Rough Trade, 2010

Someone once mentioned “The Morning Benders” to me. I think it was a boy and he was an early adopter — one who had a tattoo on his arm of some pleasing lyric in a place that had the potential to make girls swoon. The tattoo didn’t impress me, but this abum did.

Although Big Echo was released in March back in the U.S., it couldn’t be more perfectly timed to come out during the trimmings of summer — the heat has come and worked its way into the corners of rooms. Thankfully, here on the West Coast, we get cool evening breezes and it’s during one of these peaceful nights that Big Echo was launched upon me with its apropos Wall of Sound (fittingly, The ‘Benders covered Phil Spector’s ladies on a free covers album released two years ago). This Berkeley-based band are terrific at creating luminescent pop songs that evoke a mild amount of Shins-y glimmer but without all of that annoying flannel. It’s as if all of those tragic things had never happened to the Beach Boys, they matured anyway, and then they put out this album.

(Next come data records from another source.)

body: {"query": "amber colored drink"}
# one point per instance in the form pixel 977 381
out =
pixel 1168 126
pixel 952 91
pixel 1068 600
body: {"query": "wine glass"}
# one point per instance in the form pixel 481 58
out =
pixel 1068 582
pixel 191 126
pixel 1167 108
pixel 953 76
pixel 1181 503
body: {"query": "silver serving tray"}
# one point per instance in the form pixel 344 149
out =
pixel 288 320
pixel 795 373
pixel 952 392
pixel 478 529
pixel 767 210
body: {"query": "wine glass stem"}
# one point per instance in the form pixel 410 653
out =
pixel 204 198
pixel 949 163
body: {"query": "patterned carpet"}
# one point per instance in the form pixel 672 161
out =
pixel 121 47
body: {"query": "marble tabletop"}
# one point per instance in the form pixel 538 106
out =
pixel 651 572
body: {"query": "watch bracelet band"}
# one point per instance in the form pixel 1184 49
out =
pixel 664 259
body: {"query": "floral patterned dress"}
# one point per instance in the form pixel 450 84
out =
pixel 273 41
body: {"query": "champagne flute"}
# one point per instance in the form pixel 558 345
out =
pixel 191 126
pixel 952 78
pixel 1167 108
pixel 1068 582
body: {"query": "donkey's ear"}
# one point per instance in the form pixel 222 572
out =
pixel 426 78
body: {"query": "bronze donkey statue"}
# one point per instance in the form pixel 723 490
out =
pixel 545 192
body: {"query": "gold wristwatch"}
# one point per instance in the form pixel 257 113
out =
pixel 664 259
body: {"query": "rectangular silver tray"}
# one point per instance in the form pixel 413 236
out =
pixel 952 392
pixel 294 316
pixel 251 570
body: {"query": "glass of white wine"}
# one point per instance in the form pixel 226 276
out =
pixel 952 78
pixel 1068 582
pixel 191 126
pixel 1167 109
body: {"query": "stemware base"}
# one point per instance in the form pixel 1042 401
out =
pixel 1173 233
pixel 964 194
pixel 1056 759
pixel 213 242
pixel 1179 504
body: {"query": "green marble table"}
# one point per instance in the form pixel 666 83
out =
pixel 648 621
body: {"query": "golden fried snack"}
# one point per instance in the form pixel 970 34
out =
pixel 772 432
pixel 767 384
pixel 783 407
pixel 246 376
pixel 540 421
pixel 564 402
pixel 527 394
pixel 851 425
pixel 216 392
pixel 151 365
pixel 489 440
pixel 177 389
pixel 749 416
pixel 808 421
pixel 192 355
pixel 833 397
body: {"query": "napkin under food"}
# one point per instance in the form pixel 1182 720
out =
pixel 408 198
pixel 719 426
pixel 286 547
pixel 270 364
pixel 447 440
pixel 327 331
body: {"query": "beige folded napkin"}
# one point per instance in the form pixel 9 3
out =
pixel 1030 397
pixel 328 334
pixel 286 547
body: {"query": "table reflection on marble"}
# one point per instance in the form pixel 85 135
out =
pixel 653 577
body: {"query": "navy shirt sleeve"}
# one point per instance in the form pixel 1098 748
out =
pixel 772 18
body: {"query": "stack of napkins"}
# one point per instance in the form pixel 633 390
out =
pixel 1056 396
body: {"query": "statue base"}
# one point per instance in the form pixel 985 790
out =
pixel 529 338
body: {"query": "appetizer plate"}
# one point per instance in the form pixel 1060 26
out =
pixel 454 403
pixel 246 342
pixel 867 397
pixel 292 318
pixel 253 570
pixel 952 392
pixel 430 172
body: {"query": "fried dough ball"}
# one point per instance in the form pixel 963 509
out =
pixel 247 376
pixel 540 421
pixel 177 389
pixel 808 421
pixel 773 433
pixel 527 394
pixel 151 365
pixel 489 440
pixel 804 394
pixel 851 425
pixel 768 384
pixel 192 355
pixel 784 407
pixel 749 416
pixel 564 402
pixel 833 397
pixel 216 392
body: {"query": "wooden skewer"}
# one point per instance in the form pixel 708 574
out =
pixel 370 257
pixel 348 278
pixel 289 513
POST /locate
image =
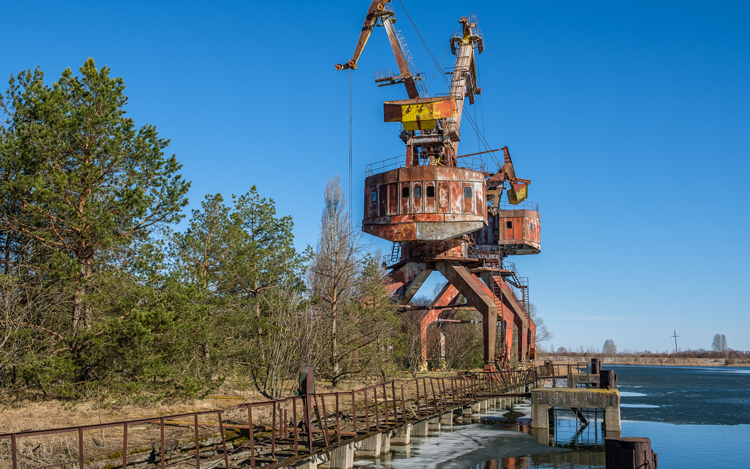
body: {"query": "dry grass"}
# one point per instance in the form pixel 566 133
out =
pixel 30 415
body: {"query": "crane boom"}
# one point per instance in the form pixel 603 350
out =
pixel 379 12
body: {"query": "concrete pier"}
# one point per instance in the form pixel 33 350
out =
pixel 369 447
pixel 433 423
pixel 342 457
pixel 311 462
pixel 544 399
pixel 420 428
pixel 402 436
pixel 385 444
pixel 574 380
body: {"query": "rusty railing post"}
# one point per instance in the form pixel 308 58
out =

Original, strong lyrics are hard to come by these days, but The Morning Benders pleasingly stuff them in to capacity. On “Promises”, for example, we have, “Children you will, be cared for at once, and wanted our arms like, promises plucked from above.” Can we offer that to our children in real life?  Elsewhere, on “Cold War”, “we want a nice clean fight/no blood, no bite/when the end is near/let’s just be frank/just let it sit, be still/we’ll meet in the middle, c’mon.” Sure, there are some errant “woah oh ohs” here and there, evoking an early Weezer, but this is genuinely an album of pleasing songs with real originality. “Hand Me Downs” evokes sharp disdain as “selfish claims love at first sight.” The best line, one of those an English teacher would call “show not tell” is from “Excuses”: “we are so smooth now our edges are beaten drift wood/widdled down old bodies slip when they make love/we’ll mine our sparks to shoot us above”

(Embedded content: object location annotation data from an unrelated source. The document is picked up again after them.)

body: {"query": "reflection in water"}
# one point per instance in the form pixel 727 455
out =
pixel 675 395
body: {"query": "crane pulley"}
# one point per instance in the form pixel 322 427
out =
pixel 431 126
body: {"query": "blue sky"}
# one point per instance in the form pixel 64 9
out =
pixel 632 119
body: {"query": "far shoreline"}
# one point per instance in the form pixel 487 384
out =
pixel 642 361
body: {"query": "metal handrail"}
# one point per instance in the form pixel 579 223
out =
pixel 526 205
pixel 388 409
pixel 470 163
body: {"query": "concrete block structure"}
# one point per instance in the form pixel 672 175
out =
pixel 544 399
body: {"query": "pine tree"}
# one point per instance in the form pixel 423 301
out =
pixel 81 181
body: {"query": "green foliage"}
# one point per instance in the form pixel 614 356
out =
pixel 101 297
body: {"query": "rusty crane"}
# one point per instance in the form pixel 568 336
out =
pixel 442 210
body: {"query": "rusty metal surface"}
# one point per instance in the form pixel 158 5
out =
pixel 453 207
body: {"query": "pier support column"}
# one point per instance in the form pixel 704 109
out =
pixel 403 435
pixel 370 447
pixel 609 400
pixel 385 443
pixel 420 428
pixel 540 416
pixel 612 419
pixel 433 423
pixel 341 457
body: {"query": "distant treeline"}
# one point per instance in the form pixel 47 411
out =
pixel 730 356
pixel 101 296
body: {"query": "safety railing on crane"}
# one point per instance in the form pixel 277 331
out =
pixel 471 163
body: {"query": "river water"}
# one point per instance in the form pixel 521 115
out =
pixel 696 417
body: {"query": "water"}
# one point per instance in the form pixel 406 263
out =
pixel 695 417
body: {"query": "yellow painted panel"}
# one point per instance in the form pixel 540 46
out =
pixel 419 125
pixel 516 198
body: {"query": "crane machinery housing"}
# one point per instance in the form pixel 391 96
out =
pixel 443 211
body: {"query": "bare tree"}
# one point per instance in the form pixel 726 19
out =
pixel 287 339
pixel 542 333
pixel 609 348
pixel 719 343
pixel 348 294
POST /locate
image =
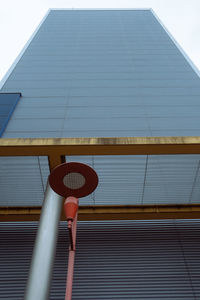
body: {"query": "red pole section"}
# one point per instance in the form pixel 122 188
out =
pixel 71 213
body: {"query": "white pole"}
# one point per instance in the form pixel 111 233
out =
pixel 40 274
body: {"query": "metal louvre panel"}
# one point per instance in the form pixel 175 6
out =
pixel 114 260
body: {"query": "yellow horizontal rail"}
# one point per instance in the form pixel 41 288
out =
pixel 117 212
pixel 57 148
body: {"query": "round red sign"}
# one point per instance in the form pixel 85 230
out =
pixel 73 179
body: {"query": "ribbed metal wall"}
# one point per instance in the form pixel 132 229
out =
pixel 106 73
pixel 114 260
pixel 125 180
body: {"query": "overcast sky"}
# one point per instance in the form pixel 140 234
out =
pixel 19 19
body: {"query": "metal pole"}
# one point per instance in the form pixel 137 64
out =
pixel 38 285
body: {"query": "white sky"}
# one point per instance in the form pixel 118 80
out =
pixel 19 19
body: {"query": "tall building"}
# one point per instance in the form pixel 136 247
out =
pixel 105 73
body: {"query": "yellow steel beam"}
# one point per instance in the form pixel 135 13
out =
pixel 117 212
pixel 99 146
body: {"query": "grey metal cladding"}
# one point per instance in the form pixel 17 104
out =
pixel 8 102
pixel 110 73
pixel 114 260
pixel 92 58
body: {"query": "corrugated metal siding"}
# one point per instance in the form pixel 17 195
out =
pixel 107 73
pixel 125 180
pixel 114 260
pixel 23 180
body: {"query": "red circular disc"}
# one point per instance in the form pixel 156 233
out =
pixel 81 179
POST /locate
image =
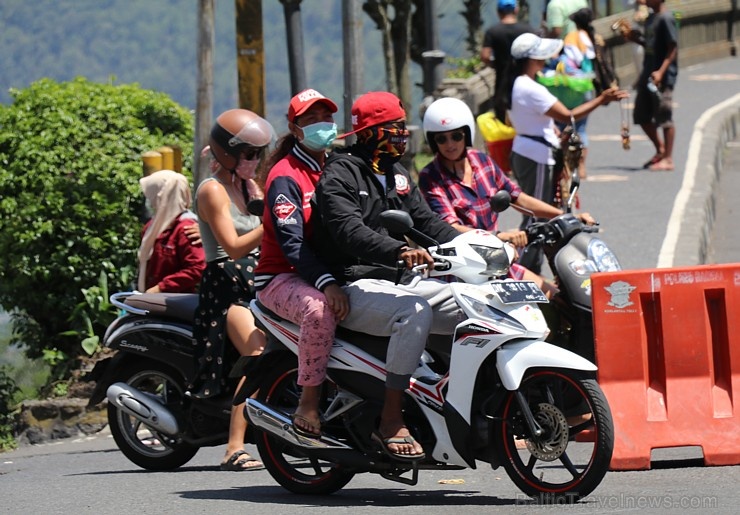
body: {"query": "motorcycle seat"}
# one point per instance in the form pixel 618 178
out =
pixel 180 306
pixel 377 346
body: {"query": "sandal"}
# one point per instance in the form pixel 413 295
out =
pixel 240 460
pixel 653 160
pixel 661 166
pixel 314 432
pixel 384 442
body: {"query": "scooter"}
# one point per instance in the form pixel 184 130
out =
pixel 498 395
pixel 153 421
pixel 573 251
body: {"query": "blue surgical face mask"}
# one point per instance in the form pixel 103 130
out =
pixel 319 136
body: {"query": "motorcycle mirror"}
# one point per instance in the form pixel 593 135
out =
pixel 396 221
pixel 256 207
pixel 500 201
pixel 575 182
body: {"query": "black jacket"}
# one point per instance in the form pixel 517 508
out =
pixel 349 199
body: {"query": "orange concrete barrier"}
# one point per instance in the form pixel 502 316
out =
pixel 668 351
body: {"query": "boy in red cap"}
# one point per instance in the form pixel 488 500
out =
pixel 289 278
pixel 358 184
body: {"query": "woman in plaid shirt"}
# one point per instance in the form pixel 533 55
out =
pixel 460 180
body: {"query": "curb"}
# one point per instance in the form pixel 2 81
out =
pixel 698 217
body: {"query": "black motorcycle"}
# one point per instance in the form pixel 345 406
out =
pixel 573 251
pixel 152 419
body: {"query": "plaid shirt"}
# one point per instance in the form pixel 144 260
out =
pixel 456 203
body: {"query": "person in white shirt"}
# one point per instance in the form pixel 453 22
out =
pixel 533 111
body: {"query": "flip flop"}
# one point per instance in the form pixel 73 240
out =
pixel 660 166
pixel 653 160
pixel 315 433
pixel 238 460
pixel 384 442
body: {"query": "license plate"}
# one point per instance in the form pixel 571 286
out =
pixel 513 292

Although the entire album is well-situated in the genre of baroque pop, “Mason Jar” is its best example. “Stitches” has the comforting fuzz of the genre. In between, we get “Sleeping In” which is vacuous and lofty for two minutes then crashes into cacophany. That 1960s sound of The Crystals and The Ronettes is unlikely channeled here — “Excuses” sounds like a great slow dance song at an “Under the Sea” themed prom. Glockenspiel pleasingly tinkles through “Wet Cement” (as it did on their Crystals cover of “He’s a Rebel”). But the standout track, by far, is “All Day Day Light,” the first thirty seconds of which line up very well with a sample off of Blur’s “London Loves” with lyrics seemingly straight out of a Camera Obscura song: “I had someone take all my calls/And watched them outplay me.”

In a musical area well-covered by bands, it’s always gratifying to discover a band capable of catchy, singable tunes that don’t seem like everything else out there. Kudos to you, Morning Benders — stick around for the afternoon.